One of the biggest challenges for Gaudet is balancing making money and making art. They both say independent artists must be able to budget for their future.
Gaudet, a self-described struggling artist, says the romantic fantasy of the starving artist is unrealistic in the 21st century. “People just have to function within society,” she says.
Maybe this century has brought forth a new breed of artists. They work nine-to-five, they plan their future endeavors, and they balance their budgets.
Undoubtedly it does not immediately satisfy the image of art for art’s sake. Where is the passion in the formerly glorified bohemian lifestyle?
Looking around their apartment, it quickly becomes evident. Art is no less a part of their lives since they decided to seek some alternate form of income. They chose jobs that would allow them the maximum amount of time to work on their craft.
At the end of a long day, they come back to their small house on North Street. No matter what they do during the day, when they come home, they are artists. It takes a passionate person to work all day for money and security, and to then come home and work the sake of joy.
“I felt like I had a million regrets over the past month, but now I feel like they’re all just insignificant,” says Vingoe-Cram. “I know what I want to do, I want to do art. And I think I’m happy now knowing that.”

By David J. Shuman

David is a second-year journalism student at King's, is engagement/news editor of The Watch, and a copy editor of The Pigeon. He writes on student politics, campus happenings, and school news. 

One reply on “Whither the Bohemians?”

Your article starts out with the bohemian ideal that an artist who sells is most certainly an artistic failure and an artist who does not is an artistic success. But then you interview at least one artist who feels that this ideal is unrealistic, who feels that an artist must function within society. I can’t help but think you were disappointed not to have the bohemian tradition confirmed as alive and well in Halifax’s north-end. Where is the passion for the bohemian lifestyle, you ask. I know a few anecdotes on this subject. I know that in Winnipeg, the Royal Ballet there judges its success by how many people walk out of their performance. The more walk-outs, especially angry, fuming storm outs, the greater their artistic success. I’ve always judged my own work by how controversial it appears to my associates.
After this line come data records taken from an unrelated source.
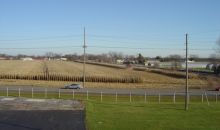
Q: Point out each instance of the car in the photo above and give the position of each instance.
(73, 86)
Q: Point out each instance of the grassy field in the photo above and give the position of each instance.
(140, 115)
(76, 69)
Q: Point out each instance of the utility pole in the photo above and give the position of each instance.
(187, 90)
(84, 58)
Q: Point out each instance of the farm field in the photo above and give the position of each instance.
(148, 78)
(140, 115)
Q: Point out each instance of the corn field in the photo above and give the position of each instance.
(73, 72)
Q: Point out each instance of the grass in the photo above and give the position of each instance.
(141, 115)
(76, 69)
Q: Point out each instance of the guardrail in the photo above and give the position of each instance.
(145, 96)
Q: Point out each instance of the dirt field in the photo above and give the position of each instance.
(76, 69)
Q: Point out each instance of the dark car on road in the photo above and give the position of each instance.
(217, 89)
(73, 86)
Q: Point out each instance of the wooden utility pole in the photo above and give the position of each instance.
(84, 58)
(187, 90)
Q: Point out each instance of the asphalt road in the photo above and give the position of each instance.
(165, 91)
(41, 120)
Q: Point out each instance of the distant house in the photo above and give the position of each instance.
(152, 62)
(27, 59)
(119, 61)
(3, 58)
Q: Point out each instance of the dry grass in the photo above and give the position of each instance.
(76, 69)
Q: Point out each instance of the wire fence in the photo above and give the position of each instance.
(145, 97)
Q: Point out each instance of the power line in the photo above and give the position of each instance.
(36, 48)
(42, 38)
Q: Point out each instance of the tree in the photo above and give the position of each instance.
(176, 61)
(193, 57)
(140, 59)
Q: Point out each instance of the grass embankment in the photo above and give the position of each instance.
(140, 115)
(148, 78)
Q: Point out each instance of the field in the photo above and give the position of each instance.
(140, 115)
(97, 76)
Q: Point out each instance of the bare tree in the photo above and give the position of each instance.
(176, 61)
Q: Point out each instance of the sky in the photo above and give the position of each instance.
(150, 27)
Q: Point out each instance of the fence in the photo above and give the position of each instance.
(145, 97)
(61, 77)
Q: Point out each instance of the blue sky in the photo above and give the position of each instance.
(150, 27)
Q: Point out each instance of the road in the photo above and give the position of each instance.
(120, 91)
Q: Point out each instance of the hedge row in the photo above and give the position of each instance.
(59, 77)
(174, 74)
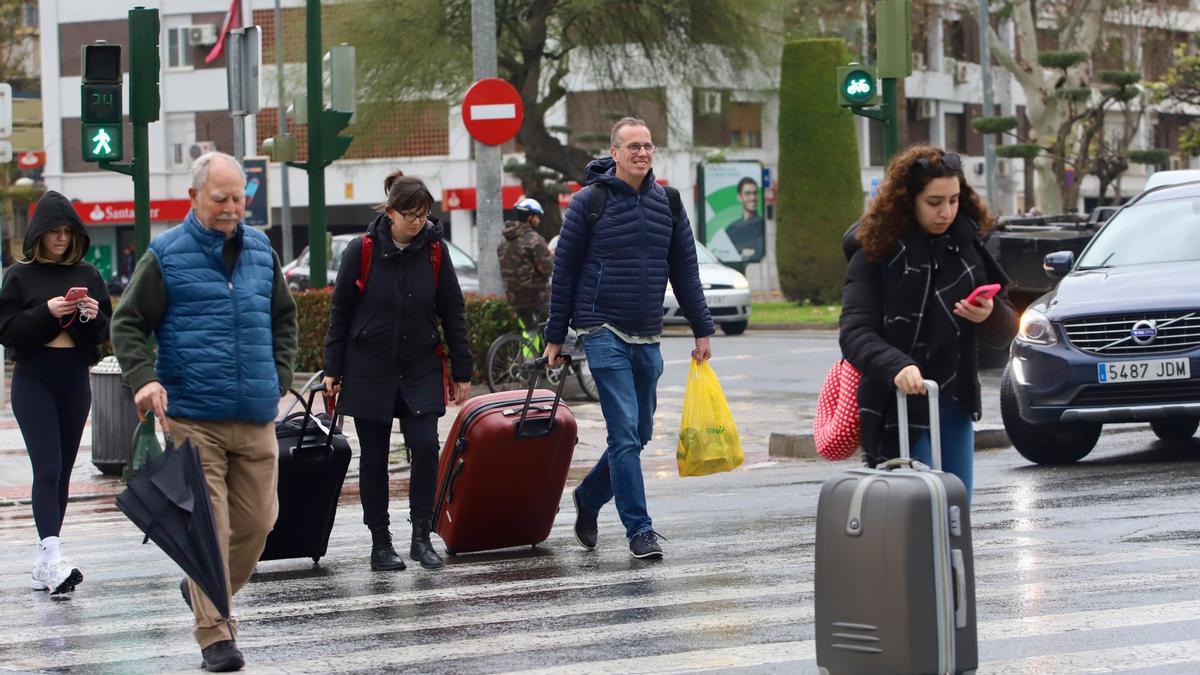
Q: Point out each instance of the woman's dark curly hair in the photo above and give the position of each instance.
(894, 209)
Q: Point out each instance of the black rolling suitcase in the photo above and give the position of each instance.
(313, 458)
(894, 567)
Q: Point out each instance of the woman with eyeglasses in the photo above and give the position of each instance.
(54, 312)
(384, 356)
(915, 258)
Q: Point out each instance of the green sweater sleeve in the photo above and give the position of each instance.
(137, 316)
(144, 304)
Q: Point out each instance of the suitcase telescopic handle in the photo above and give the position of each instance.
(535, 369)
(935, 424)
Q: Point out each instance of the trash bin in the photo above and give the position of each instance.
(114, 418)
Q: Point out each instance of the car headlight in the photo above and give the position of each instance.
(1036, 329)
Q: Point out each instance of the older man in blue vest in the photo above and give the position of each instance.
(213, 293)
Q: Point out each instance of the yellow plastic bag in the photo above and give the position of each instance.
(708, 437)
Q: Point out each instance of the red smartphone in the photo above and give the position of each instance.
(985, 291)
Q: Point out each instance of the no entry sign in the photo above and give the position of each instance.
(492, 111)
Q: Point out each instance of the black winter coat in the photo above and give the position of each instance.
(25, 321)
(385, 340)
(883, 305)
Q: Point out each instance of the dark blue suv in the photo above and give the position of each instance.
(1119, 340)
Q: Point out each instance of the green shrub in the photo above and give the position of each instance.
(487, 318)
(820, 186)
(312, 315)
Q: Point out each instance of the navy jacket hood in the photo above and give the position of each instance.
(53, 209)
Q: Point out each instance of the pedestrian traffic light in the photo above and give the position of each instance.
(857, 85)
(101, 106)
(331, 144)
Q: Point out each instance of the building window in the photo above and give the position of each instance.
(29, 15)
(591, 115)
(719, 120)
(179, 48)
(955, 132)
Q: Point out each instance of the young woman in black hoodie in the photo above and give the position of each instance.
(382, 354)
(53, 340)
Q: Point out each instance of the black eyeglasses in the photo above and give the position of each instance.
(951, 163)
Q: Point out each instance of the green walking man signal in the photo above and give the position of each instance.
(101, 106)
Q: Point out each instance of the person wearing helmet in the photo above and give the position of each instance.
(526, 264)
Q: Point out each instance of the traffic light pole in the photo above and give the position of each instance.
(886, 114)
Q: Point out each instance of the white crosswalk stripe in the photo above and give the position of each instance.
(1045, 604)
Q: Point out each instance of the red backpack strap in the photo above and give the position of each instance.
(365, 257)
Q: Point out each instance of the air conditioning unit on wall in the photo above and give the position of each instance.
(184, 154)
(202, 34)
(960, 72)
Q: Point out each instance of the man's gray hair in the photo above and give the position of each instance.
(202, 163)
(622, 124)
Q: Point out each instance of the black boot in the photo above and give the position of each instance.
(423, 549)
(383, 555)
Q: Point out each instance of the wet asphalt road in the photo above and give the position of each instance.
(1093, 567)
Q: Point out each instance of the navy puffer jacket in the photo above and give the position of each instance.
(616, 270)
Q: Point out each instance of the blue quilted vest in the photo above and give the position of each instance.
(216, 356)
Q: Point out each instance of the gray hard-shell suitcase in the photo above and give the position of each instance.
(894, 567)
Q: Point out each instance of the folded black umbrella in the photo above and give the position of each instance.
(169, 501)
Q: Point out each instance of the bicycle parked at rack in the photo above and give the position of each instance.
(507, 358)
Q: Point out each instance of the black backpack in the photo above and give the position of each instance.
(600, 195)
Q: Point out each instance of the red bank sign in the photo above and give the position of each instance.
(120, 213)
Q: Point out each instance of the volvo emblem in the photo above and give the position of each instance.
(1144, 332)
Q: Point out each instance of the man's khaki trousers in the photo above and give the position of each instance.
(241, 466)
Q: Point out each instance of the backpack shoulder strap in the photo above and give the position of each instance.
(436, 261)
(365, 257)
(597, 199)
(676, 202)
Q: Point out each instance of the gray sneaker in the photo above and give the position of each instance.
(646, 545)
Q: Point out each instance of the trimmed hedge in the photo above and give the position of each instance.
(820, 187)
(487, 318)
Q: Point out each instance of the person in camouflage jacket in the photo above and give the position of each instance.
(526, 264)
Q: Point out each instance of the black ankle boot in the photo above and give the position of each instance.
(383, 555)
(423, 549)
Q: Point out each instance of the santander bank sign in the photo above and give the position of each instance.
(120, 213)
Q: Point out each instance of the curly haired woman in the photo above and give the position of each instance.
(915, 257)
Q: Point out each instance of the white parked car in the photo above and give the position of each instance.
(726, 291)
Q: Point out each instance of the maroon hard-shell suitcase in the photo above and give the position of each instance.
(503, 469)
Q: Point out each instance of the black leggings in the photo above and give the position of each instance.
(51, 399)
(421, 440)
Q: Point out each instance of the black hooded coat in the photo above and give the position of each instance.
(898, 312)
(385, 340)
(25, 320)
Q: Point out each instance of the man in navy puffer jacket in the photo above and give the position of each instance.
(609, 282)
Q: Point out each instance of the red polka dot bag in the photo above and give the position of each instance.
(835, 426)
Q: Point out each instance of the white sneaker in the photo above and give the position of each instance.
(39, 581)
(61, 577)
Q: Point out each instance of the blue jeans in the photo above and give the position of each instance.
(627, 376)
(958, 442)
If they get angry, get frustrated with it, then I know that I am possibly close to something. This measure has little to do with how cold my apartment is, or whether I am a good waiter and get lots of tips that help me pay my bills. Perhaps this measuring stick – controversy caused, is a useful barometer to the bohemian ideal. What was the single most controversial artistic moment in Halifax? I’ve been told it was when an American got a Canada Council grant to drop $1000 worth of pennies off a second floor awning onto Barrington street. All the young artists were there with dust-pans and brooms to sweep it up and take it to their bank. The next day, all of Parliament was in a rage. A bohemian moment, possibly.